Wednesday, January 12, 2011

One day, I am going to go into the scene shop when there is nobody there and take all of their drill guns, hide them in various places around the building, and then promptly forget where I left them.

Yesterday, I had a push broom, a regular broom, 2 dustpans, & a foxtail in the green room, all labeled CIRCUIT SM ONLY.

Today, when I needed to sweep before our first rehearsal onstage, I instead spent 15 minutes looking for those items.
Here's my tally:

  • Push broom: UNDER THE ROCK WALL. Really? It's under the wall. You need to sweep under the wall?
  • Regular broom: MIA
  • Big dustpan: Under a trashcan backstage
  • Small dustpan: On the tablesaw in the scene shop
  • Foxtail: MIA.
Really I just want my foxtail back.
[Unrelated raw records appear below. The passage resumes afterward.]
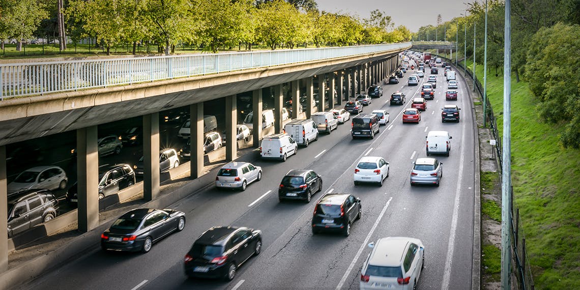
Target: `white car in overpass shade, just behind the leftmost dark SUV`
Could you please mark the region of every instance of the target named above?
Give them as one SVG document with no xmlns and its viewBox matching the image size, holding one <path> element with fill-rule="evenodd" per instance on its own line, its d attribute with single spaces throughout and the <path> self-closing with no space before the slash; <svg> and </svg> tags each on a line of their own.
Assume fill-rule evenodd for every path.
<svg viewBox="0 0 580 290">
<path fill-rule="evenodd" d="M 8 197 L 28 189 L 65 189 L 67 182 L 67 173 L 59 166 L 32 167 L 8 183 Z"/>
</svg>

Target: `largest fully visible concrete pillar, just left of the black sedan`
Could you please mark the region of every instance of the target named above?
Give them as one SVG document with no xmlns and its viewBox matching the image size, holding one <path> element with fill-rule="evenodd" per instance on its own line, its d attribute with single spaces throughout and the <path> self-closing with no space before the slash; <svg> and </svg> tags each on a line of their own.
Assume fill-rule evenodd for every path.
<svg viewBox="0 0 580 290">
<path fill-rule="evenodd" d="M 77 129 L 78 230 L 99 226 L 99 149 L 97 126 Z"/>
</svg>

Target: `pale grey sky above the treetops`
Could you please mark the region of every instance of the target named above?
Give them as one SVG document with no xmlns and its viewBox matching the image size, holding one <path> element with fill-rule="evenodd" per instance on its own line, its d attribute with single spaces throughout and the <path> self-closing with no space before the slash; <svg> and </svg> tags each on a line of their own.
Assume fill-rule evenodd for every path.
<svg viewBox="0 0 580 290">
<path fill-rule="evenodd" d="M 441 14 L 443 22 L 461 16 L 467 5 L 474 0 L 316 0 L 319 10 L 357 14 L 368 18 L 371 11 L 379 9 L 393 20 L 395 27 L 404 25 L 411 32 L 417 32 L 419 27 L 429 24 L 437 25 L 437 14 Z"/>
</svg>

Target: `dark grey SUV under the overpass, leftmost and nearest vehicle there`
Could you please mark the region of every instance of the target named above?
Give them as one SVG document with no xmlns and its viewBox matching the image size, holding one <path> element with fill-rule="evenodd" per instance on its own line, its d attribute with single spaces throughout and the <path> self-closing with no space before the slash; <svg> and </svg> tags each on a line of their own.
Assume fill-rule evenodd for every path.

Is that so hard?

Peter


Peter is our Assistant Technical Director. Peter is 6'8". Peter's nickname is Gorilla. Today Peter bent a metal rod into a U shape with his bare hands, & left me this note for rehearsal tonight.

If you can't read the note, it says-

"To Becky- The sink works now.
No leaks! Water can always be on.
No need to turn it on every time.
Note: -drain only works on SL side of sink
-Leave weight in SR side, it is necessary for the glue to set correctly. Tell Irene to think of it as a really heavy casserole dish in for a soak, it won't be there tomorrow.
-Peter"

Wednesday, January 5, 2011

Sister Myotis

Found out today via facebook that the guest lighting designer from NYC who designed Spelling Bee at Auburn (and Metamorphoses and Little Shop of Horrors) also designed the lights for Sister Myotis' Bible Camp. If you have never heard of Sister Myotis, she is a Memphis theatre tradition of loud, hilarious Southern church-lady-ness and she is played by the same actor who was Grown Ralph in A Christmas Story. Sister Myotis wroter herself a one-woman show that played in Memphis to great acclaim and actually moved to an off-Broadway run this past summer, and when Sister Myotis went to the Big Apple, Travis was the lighting designer.

SMALL WORLD. SO, SO SMALL.

Phantom Phish Pheeder


What kind of person takes it upon themselves to feed a fish that isn't theirs? I mean really. And they didn't just feed him, they dumped food into his tank. Sorry, Jessica! I'm tryin' to take care of ya, really!

J.Simps

We have a cast pet! The script calls for a betta fish onstage, and rather than have an empty bowl with some plants in the hopes that the audience doesn't realize there's no fish in it, we have an actual fish.

His name is Jessica Simpson (don't ask).

He lives in his bowl on my table in the rehearsal room and keeps me company during those long periods in rehearsal where the actors and the director are discussing silly things like "character" and "motivation" and I don't have anything to take notes about.

Most of the time he's pretty chill. Sometimes, though, with no warning, he will FLIP OUT and fan his fins out and start swimming around like crazy and bang into the glass.

Every cast should have a pet. It's nice.

Passive Aggressive Happiness

There are no perfect productions. No matter how much you love a show, it's going to have hiccups here and there. Conversely, every show, no matter how hated, has some redeeming quality about it.

Rather than dwell on the past or the negative, I want to blog about what is going well with my current show.

  • There's no intermission. It runs under 1 1/2 hours.
  • All of the cast is over the age of 18. Hell, they're over the age of 21.
  • The script makes no attempt to replicate a film.
  • The director has a very clear vision of what she wants and is able to communicate it with the actors and the production team.
  • The director and the scenic designer do not hate each other.
  • Production meetings consist of collaborative discussion and problem-solving. No one yells. No one dominates the conversation. No one dismisses suggestions off-hand.
  • While the show mainly focuses on the arc of 2 characters, the fate of the production does not rest in the hands of one actor.
There are more reasons why I like this show, but I'm tired.